Cole Palmer has excelled, but transfers like his aren’t a good sign


Stamford Bridge fell silent; the nervous tension was palpable. At the end of one of the greatest Premier League matches in recent memory, Chelsea had a penalty to snatch a draw against Manchester City, who led 4-3. Cole Palmer stepped up, looking completely unfazed.

It was significant, not just for the point on offer and most dramatic of finales to such an incredible game, but because of Palmer’s situation. He was a City boy, growing up at the club and emerging under Pep Guardiola, who stood on the touchline willing him to miss. He made the £45m move to Chelsea last summer under a cloud of scrutiny; while his talent has always been noted, and never more so than in the corridors at his former club, the Blues had signed plenty of talented young players under owner Todd Boehly without any discernible purpose or plan of action, meaning many of them floundered. It was assumed Palmer would go the same way.

But he scored the penalty and it served as a catalyst. His performance was stand out that day, and he has gone on to not only buck the trend at Chelsea and grow as a player, but become their beating heart, while thrusting himself into the England conversation at the perfect time before Euro 2024 next summer. Right now, Mauricio Pochettino’s side are on the periphery of the European battle; if they are to qualify this season, you sense Palmer will be their driving force.

Suddenly, from questioning his price tag when he made the move, now City are being asked why they sanctioned the sale of a youth product who, having shown promise both in terms of quality and understanding of Guardiola’s complex and demanding style, was performing at the very top level. The answer, rather frustratingly, lies with the Premier League’s Profit and Sustainability rules.

This January transfer window has been dominated by talk of the red tape in place to stop clubs overspending. In essence, losses exceeding £105m over a rolling three-year period are not allowed. Everton, Nottingham Forest and Manchester City have all been charged to varying degrees, with the former having been docked ten points already this season. There has been lots of criticism of the rules from different places, with the main issue being the stunting of growth and maintenance of the status quo.

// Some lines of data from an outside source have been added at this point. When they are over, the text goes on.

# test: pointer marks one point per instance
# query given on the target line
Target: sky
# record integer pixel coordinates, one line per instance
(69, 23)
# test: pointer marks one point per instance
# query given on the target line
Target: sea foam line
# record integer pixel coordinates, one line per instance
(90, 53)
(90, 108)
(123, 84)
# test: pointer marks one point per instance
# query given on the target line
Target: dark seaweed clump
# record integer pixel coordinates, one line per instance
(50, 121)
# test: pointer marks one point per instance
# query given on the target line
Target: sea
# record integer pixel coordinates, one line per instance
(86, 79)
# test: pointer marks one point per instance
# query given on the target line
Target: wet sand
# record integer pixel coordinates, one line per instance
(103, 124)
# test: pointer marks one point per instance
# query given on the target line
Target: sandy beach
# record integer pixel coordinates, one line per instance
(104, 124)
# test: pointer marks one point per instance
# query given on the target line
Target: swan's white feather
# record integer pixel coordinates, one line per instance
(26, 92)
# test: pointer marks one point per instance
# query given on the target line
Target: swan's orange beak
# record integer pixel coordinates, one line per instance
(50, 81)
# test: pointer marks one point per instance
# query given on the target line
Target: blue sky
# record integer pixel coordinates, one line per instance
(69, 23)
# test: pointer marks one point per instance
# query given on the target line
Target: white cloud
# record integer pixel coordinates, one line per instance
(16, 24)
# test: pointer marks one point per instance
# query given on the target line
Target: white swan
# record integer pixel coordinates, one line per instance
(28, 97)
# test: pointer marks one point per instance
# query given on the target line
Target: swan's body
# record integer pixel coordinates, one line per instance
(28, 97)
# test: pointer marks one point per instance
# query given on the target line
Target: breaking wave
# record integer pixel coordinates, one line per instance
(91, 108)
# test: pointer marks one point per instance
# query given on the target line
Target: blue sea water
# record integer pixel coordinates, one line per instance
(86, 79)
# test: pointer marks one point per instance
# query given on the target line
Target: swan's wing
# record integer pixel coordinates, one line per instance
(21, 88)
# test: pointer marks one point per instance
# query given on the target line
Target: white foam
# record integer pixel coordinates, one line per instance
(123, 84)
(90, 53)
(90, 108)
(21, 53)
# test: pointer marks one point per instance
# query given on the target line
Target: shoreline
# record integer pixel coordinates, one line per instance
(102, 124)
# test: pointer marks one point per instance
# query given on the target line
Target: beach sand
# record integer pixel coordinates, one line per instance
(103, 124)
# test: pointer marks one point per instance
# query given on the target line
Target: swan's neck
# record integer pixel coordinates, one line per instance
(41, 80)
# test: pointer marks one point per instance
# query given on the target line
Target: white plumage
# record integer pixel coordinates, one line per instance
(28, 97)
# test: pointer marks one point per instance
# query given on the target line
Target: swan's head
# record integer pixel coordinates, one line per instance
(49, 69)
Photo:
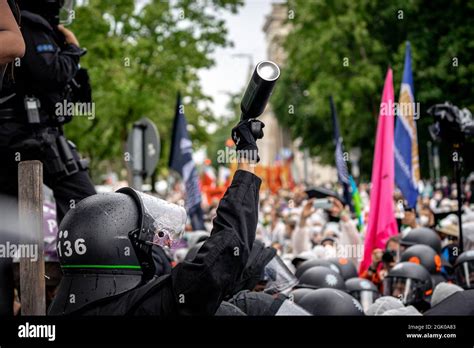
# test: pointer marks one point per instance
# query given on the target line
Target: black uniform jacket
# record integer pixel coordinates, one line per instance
(47, 68)
(198, 287)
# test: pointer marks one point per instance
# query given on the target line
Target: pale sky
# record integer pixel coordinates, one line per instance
(230, 74)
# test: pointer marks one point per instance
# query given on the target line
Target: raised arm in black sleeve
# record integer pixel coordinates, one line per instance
(199, 286)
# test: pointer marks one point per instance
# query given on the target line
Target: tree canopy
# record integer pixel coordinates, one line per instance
(343, 48)
(138, 59)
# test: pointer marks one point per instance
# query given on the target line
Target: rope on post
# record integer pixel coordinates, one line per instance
(30, 201)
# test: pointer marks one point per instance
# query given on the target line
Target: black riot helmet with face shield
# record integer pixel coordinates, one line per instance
(161, 223)
(464, 270)
(363, 290)
(105, 245)
(409, 282)
(277, 277)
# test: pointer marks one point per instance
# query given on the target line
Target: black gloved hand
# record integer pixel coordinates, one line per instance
(245, 136)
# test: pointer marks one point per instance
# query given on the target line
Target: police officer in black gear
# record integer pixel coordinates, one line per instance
(347, 269)
(411, 283)
(303, 267)
(323, 302)
(321, 277)
(261, 304)
(428, 258)
(464, 270)
(30, 123)
(421, 235)
(362, 290)
(105, 244)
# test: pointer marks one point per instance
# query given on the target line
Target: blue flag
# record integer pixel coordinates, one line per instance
(407, 170)
(342, 172)
(181, 160)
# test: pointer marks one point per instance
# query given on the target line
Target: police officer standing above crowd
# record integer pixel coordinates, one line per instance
(30, 125)
(106, 253)
(11, 42)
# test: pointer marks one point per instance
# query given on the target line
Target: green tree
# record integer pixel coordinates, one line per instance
(138, 59)
(344, 48)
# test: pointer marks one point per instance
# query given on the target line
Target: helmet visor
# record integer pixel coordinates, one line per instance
(66, 12)
(278, 277)
(366, 298)
(465, 274)
(163, 222)
(401, 288)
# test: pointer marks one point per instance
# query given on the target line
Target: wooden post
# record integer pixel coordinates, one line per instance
(30, 201)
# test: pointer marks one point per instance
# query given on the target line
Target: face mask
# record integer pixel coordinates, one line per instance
(445, 242)
(424, 220)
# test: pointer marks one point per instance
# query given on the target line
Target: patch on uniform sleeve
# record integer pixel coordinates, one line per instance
(45, 48)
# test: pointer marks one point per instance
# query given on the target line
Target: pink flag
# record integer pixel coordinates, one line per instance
(382, 224)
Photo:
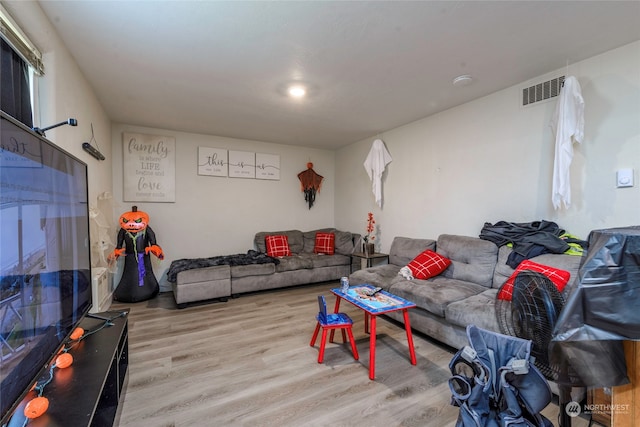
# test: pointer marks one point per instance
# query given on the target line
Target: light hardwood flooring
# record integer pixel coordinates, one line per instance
(247, 362)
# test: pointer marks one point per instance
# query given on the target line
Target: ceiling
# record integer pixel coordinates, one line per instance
(221, 67)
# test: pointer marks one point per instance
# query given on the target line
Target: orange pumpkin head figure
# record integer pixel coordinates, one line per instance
(134, 221)
(136, 241)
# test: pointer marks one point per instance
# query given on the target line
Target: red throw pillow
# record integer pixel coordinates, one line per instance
(560, 278)
(325, 243)
(278, 245)
(428, 264)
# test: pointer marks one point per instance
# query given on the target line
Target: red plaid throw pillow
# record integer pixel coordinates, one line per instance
(277, 246)
(325, 243)
(428, 264)
(559, 277)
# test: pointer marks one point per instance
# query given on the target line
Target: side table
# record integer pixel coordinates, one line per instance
(369, 257)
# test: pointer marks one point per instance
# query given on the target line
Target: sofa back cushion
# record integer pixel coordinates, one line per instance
(472, 259)
(344, 240)
(405, 249)
(294, 237)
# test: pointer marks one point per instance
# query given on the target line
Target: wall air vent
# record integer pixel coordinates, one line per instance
(542, 91)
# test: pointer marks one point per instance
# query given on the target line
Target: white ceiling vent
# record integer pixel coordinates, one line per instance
(542, 91)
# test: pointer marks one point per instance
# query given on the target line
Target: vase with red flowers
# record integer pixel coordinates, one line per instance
(369, 237)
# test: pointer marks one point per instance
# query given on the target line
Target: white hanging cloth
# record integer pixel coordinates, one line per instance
(375, 163)
(567, 124)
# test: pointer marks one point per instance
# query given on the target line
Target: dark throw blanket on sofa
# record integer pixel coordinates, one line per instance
(251, 257)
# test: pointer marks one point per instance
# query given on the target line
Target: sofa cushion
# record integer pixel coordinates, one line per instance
(277, 245)
(325, 243)
(295, 262)
(472, 259)
(428, 264)
(344, 243)
(404, 249)
(383, 276)
(252, 270)
(479, 310)
(296, 241)
(322, 260)
(559, 277)
(434, 295)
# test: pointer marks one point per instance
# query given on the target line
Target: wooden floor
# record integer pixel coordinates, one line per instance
(247, 362)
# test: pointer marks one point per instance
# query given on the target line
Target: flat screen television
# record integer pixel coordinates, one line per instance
(45, 267)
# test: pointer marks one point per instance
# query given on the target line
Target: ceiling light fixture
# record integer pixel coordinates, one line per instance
(297, 91)
(463, 80)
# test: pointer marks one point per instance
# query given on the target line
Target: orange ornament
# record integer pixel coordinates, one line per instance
(36, 407)
(64, 360)
(77, 334)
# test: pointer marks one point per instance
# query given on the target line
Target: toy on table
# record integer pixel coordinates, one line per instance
(138, 283)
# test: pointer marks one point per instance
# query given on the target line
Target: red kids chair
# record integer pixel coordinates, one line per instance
(330, 322)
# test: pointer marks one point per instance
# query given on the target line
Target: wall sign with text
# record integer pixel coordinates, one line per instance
(242, 164)
(149, 166)
(212, 161)
(267, 166)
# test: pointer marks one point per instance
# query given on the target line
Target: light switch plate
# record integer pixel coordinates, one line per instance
(624, 178)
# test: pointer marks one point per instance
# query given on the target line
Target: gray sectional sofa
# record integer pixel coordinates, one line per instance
(465, 293)
(303, 267)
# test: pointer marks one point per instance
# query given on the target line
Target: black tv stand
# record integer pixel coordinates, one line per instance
(89, 392)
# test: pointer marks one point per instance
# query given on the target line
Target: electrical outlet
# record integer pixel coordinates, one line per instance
(624, 178)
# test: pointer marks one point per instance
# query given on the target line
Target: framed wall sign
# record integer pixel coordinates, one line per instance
(242, 164)
(212, 161)
(267, 166)
(149, 167)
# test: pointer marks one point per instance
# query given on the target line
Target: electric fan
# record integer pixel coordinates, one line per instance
(531, 314)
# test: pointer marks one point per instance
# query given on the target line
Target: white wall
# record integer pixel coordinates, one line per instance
(220, 215)
(492, 160)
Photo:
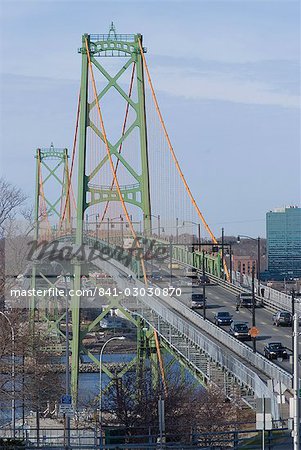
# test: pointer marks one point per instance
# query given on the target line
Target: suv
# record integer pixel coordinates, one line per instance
(197, 300)
(282, 318)
(222, 318)
(240, 330)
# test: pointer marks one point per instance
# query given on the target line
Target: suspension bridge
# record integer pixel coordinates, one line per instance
(120, 196)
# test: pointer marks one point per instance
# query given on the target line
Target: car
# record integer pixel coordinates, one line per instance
(197, 300)
(282, 318)
(223, 318)
(240, 330)
(274, 350)
(157, 276)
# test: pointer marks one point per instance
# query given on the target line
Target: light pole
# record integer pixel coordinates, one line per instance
(170, 258)
(13, 412)
(199, 231)
(258, 257)
(223, 253)
(296, 387)
(229, 253)
(204, 289)
(119, 338)
(97, 224)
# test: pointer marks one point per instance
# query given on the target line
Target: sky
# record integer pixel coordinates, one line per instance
(227, 78)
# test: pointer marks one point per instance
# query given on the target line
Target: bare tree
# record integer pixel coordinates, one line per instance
(11, 198)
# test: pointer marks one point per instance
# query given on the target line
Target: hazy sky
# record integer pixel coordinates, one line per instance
(227, 80)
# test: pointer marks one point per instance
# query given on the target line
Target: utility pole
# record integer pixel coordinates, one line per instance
(253, 307)
(258, 265)
(296, 387)
(67, 418)
(170, 258)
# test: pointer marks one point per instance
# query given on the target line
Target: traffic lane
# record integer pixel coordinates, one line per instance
(219, 299)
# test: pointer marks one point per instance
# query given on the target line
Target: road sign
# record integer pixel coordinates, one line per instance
(280, 388)
(253, 332)
(68, 410)
(264, 421)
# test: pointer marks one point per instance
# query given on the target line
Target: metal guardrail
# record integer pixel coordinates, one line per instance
(186, 327)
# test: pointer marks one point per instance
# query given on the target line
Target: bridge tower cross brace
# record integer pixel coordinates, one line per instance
(110, 45)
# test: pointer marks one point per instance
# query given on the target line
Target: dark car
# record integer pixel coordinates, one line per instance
(275, 350)
(245, 299)
(282, 318)
(240, 330)
(197, 300)
(223, 318)
(204, 279)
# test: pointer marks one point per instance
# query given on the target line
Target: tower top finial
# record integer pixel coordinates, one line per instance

Clubs like City and Chelsea have existing revenue streams bigger than most. They also have the deepest squads, with more sellable assets. But there is one element of that which does more damage than good; because income and profit are so key to keeping in line with the regulations, selling players for more than they were bought for is the smartest approach. But the best way to make the biggest profit is to cash in on academy graduates. These are the players who have the biggest connection to clubs and who fans most identify with.

Nobody at Manchester City wanted to sell Palmer. Guardiola wanted to keep him and eventually build him into the team. Just days before he went to Chelsea, there was talk of a loan move to West Ham as part of a deal for Declan Rice. Recently, Palmer admitted he saw his future at City, the club he and his family support, until everything changed.

“My thing was to never leave City,” he told Sky Sports.

“That was not my intention. I wanted to go on loan for a year, come back and be ready for the first team.

“But they said I couldn’t go on loan, either stay or you get sold.

“So then, Chelsea rang me. I said I wanted to go to Chelsea and I’m really happy to be here.

“I’m very glad I made the decision to come here.”

Palmer was never likely to start regularly for City but surely he would have done in the future. From a financial perspective, City couldn’t afford to wait and had to pull the trigger. Chelsea themselves, through the sales of Mason Mount and Lewis Hall, have done the same thing.

There are many reasons to question PSR in its current form, but surely the biggest one is that is actively encourages clubs to discard exciting talented youngsters. It is one thing for the likes of Chelsea and City, who have developed conveyor belts to generate value, but it also weakens smaller club’s resolve if they want to keep someone they’ve developed.

For someone like Newcastle, too, who are in the camp of clubs trying to close the gap to the ‘big six’ from a financial standpoint, it is something they may need to consider. Local players who get opportunities at St James’ Park are a rarity; now there are three regular squad members when fit. Sean Longstaff, Elliot Anderson and Lewis Miley are all fans of the club, born and bred locally, but there could theoretically be a scenario where they are seen as commodities for healthy profit.

Palmer’s form at Chelsea has been a great story to watch this season. But it will not be good for football if transfers like him become more common. Unfortunately, that seems inevitable.